Monday, May 24, 2010

Patanjali

This weekend was tough. In teacher training, we were discussing the yoga Sutras of Patanjali, which were probably written three or four thousand years ago. We used the version with commentary by Swami Satchidananda; commentary is very important, because the sutras are extremely short. The purpose of the sutras is basically to explain what yoga is, and how to use it to attain samadhi (or liberation from the current human state without having to be reborn a zillion times).

So much of the first book made so much sense to me, but was still really troubling. Patanjali says that nothing that we can see, hear, smell, touch, or taste is real, and his rule of thumb is that if it changes, it's an illusion. This seems to be exactly what Descartes was going for in his First Meditation, except Patanjali takes it further.
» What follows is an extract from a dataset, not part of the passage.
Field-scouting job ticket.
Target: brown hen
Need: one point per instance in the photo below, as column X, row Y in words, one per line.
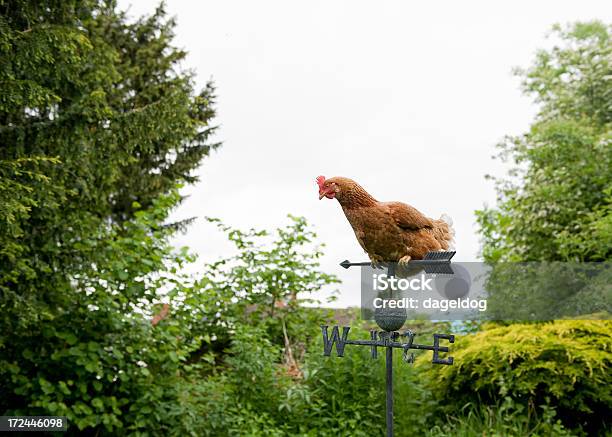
column 387, row 231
Everything changes except the inner self. And he says there's a self so far in there that it doesn't change- rather, the purpose of life is the building up of this inner self, and the bliss of samadhi is when that self gets to join with all the other inner selves who have achieved samadhi, and that joining is god. Phew. The first book also says that things in life that seem at first pleasurable often are actually painful. Well, yeah. You love someone, you get married, and eventually it will be painful for one partner to lose the other partner, and that's best case scenario. When people are too attached, he says, even when things are going well you're scared that they won't be tomorrow. How do you deal with this pain and at the same time get close to your true self? Non-attachment.

So, non-attachment to stuff I can understand. When my bike got stolen last summer I realized how attached I'd become to it, and it hurt when it was taken away. Stuff just isn't worth being attached to because it's all temporary. But Patanjali says to avoid attaching to people as well, both to avoid pain and to avoid clinging to this life. This, I'm having problems with.

One of the other teacher trainees (who is a beautiful, very enlightened woman) said that she thinks of it like this: if she would experience a crushing amount of grief on the loss of a person in her life, then maybe she is stifling the growth and life of that person. So, holding them too close. Smothering them with her attachment.

Our guru was careful to point out that non-attachment doesn't mean indifference. I'm struggling to find the meaning of it for myself, though. I'm not sure if this is an attitude I want to adopt or even want to think about too much, but I feel like it's something that I need to consider, especially given how scared I've been over the last year that something would happen to the hubby.